You are viewing a plain text version of this content. The canonical link for it is here.
Posted to user@spark.apache.org by "Piubelli, Manuel " <ma...@citi.com.INVALID> on 2016/09/19 12:11:01 UTC

spark streaming slow checkpointing when calling Rserve


Hello,



I wrote a spark streaming application in Java. It reads stock trades off of a data feed receiver and converts them to Tick objects, and uses a microbatch interval, window interval and sliding interval of 10 seconds. A JavaPairDStream<String, Iterable<Tick>> is created where the key is the stock symbol.

The Tick objects are then stored in a JavaMapWithStateDStream using mapWithState; analytics calculations are performed in the mapWithState callback function using the Ticks as input. Everything works fine until I modified my program to also call Rserve inside the mapWithState callback function in order to perform additional analytics calculations in R.

When I started calling Rserve, every 10th window would take a long time to process; this is the window that also writes to the checkpoint file (I am using Hadoop). Every 10th window takes longer to process than the previous 10th window (window 30 takes longer than window 20 which takes longer than window 10). All of the non-checkpoint windows finish well within 10 seconds, but the checkpoint windows can eventually take minutes to complete, and the other windows queue behind them.

I then tried to set the checkpoint interval on the JavaMapWithStateDStream to 24 hours in order to effectively disable checkpointing (mapWithStateStream.checkpoint(Durations.minutes(1440))). I enabled the workers on the 3 server cluster with enough memory so that they would survive the growing memory usage that would result.

The results that I outputted to the log were unexpected. Previously the JavaPairDStream<String, Iterable<Tick>> was being populated with 5000 keys, and it still was. But, previously 5000 keys were being passed to the mapWithState callback function; now only 200 keys were being passed to it, and I see many stages skipped in the Spark Streaming UI web page. When I run this in single process mode on my MS Windows machine, 5000 keys are still passed to the mapWithState callback function.

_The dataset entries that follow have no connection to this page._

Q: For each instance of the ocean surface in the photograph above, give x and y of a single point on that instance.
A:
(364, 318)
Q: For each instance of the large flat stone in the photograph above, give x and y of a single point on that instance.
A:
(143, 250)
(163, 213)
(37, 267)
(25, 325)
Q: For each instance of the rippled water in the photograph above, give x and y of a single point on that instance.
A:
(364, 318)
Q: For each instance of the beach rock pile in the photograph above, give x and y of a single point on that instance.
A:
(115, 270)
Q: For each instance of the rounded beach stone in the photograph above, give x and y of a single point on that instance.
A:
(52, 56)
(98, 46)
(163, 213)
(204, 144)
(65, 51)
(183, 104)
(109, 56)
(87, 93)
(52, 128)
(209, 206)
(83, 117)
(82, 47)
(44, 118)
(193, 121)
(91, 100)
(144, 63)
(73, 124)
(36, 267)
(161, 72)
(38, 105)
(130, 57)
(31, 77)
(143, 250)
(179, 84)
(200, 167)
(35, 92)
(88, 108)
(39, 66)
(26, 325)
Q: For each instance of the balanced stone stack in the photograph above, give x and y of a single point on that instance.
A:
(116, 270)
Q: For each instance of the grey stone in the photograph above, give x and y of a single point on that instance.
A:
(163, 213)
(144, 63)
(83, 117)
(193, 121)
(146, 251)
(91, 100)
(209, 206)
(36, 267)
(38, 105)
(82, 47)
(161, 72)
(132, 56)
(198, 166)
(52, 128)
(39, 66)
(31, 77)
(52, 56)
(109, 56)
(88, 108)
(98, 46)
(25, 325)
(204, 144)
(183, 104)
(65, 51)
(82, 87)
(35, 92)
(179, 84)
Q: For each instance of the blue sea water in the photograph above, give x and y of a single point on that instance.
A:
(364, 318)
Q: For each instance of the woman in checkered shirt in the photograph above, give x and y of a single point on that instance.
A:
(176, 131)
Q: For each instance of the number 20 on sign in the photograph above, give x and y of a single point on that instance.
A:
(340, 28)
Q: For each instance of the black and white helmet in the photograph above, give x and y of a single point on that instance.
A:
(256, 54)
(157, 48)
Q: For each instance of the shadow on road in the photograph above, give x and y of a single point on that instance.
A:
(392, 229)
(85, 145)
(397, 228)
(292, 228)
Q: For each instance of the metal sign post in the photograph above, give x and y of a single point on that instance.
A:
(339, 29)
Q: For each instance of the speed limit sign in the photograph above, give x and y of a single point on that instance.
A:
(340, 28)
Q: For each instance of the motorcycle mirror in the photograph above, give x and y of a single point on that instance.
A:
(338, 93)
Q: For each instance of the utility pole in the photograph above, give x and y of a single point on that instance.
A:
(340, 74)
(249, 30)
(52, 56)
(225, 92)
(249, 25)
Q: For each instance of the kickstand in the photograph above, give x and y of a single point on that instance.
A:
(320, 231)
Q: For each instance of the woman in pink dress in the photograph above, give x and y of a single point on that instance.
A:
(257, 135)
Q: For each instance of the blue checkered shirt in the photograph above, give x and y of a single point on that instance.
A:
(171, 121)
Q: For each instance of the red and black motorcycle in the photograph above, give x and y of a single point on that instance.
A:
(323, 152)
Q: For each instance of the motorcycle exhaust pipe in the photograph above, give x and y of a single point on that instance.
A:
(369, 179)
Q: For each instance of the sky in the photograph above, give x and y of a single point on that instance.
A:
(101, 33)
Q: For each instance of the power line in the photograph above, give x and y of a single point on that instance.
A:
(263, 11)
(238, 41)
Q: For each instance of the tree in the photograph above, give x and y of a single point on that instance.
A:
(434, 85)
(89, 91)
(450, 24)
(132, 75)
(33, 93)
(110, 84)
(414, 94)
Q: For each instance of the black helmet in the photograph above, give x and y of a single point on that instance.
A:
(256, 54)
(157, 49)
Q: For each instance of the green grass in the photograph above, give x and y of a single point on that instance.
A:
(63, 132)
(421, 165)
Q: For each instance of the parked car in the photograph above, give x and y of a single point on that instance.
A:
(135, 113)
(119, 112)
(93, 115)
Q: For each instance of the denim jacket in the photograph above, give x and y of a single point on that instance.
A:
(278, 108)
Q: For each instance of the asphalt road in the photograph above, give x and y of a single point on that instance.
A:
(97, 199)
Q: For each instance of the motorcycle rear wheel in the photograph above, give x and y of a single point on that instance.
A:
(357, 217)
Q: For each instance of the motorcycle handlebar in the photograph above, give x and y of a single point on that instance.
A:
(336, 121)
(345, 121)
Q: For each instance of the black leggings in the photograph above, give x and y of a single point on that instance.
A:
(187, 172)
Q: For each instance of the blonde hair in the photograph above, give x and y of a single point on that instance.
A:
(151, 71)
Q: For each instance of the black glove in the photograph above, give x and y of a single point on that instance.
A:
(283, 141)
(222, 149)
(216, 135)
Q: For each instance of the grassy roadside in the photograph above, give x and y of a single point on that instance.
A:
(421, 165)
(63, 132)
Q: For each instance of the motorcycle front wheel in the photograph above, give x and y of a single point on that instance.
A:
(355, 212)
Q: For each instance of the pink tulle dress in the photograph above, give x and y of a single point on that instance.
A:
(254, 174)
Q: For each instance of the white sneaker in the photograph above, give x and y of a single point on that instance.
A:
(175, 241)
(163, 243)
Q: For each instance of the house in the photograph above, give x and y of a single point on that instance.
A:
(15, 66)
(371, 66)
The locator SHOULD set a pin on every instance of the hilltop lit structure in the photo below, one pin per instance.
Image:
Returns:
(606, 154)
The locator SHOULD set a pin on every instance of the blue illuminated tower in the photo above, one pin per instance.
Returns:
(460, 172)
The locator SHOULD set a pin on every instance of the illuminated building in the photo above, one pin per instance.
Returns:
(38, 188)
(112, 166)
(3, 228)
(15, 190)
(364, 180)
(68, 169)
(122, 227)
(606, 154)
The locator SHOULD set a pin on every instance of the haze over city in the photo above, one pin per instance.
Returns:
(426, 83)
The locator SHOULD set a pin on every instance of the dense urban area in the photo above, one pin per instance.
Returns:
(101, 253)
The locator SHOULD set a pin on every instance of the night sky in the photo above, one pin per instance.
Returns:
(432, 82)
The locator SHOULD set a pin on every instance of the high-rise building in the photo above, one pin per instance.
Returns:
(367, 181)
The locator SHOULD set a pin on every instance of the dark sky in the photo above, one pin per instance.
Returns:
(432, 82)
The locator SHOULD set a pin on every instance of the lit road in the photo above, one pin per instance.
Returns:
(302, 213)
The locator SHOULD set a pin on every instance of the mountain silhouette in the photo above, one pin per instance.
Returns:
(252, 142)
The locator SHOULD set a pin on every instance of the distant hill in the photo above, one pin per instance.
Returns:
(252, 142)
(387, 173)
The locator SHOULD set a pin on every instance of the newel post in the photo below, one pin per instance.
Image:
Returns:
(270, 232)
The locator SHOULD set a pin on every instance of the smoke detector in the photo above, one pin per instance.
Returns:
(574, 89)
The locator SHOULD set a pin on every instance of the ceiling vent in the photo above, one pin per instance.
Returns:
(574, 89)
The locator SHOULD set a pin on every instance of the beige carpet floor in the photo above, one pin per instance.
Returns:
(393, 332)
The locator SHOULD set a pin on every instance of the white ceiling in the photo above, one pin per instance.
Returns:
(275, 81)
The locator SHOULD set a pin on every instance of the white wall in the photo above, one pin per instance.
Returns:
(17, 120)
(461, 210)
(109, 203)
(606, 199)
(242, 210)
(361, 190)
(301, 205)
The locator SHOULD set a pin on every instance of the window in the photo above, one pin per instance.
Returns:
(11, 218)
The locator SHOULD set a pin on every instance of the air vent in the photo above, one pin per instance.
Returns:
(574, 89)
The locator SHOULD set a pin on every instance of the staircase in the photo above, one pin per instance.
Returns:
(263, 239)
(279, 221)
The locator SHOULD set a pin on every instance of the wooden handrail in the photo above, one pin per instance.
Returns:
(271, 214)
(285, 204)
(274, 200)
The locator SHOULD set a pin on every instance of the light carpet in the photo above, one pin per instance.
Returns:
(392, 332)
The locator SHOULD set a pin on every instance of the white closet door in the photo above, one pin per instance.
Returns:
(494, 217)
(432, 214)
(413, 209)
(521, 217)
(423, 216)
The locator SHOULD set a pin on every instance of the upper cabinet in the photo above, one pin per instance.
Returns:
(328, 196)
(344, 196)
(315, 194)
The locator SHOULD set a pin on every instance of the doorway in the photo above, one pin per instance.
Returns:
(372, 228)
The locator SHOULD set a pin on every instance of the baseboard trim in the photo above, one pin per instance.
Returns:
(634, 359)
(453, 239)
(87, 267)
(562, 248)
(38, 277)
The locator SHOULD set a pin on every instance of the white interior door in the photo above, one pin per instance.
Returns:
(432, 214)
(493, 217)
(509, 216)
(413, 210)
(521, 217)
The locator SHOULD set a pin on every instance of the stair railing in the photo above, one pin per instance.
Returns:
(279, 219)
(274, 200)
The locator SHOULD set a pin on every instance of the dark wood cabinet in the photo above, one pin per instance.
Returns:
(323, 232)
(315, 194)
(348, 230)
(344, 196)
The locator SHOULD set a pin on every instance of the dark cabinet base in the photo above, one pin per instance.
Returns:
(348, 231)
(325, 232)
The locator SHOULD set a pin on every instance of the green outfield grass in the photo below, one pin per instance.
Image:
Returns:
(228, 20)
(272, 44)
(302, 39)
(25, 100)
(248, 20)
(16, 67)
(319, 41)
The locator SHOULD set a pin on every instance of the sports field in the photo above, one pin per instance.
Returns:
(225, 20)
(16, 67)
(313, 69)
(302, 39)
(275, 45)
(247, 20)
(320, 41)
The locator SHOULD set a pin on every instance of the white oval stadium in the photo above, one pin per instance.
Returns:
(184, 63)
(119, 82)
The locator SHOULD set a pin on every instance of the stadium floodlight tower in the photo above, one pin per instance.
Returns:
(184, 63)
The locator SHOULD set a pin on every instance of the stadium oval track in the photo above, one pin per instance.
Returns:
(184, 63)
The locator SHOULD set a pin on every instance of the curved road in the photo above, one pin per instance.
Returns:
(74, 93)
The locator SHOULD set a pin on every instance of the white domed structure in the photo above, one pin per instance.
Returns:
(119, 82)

Does anyone have any idea of why calling Rserve would cause such a huge increase in checkpointing time, or why calling checkpoint(Durations.minutes(1440)) on the JavaMapWithStateDStream would cause spark to not pass most of the tuples in the JavaPairDStream<String, Iterable<Tick>> to the mapWithState callback function?



Question is also posted on http://stackoverflow.com/questions/39535804/spark-streaming-slow-checkpointing-when-calling-rserve.



Thanks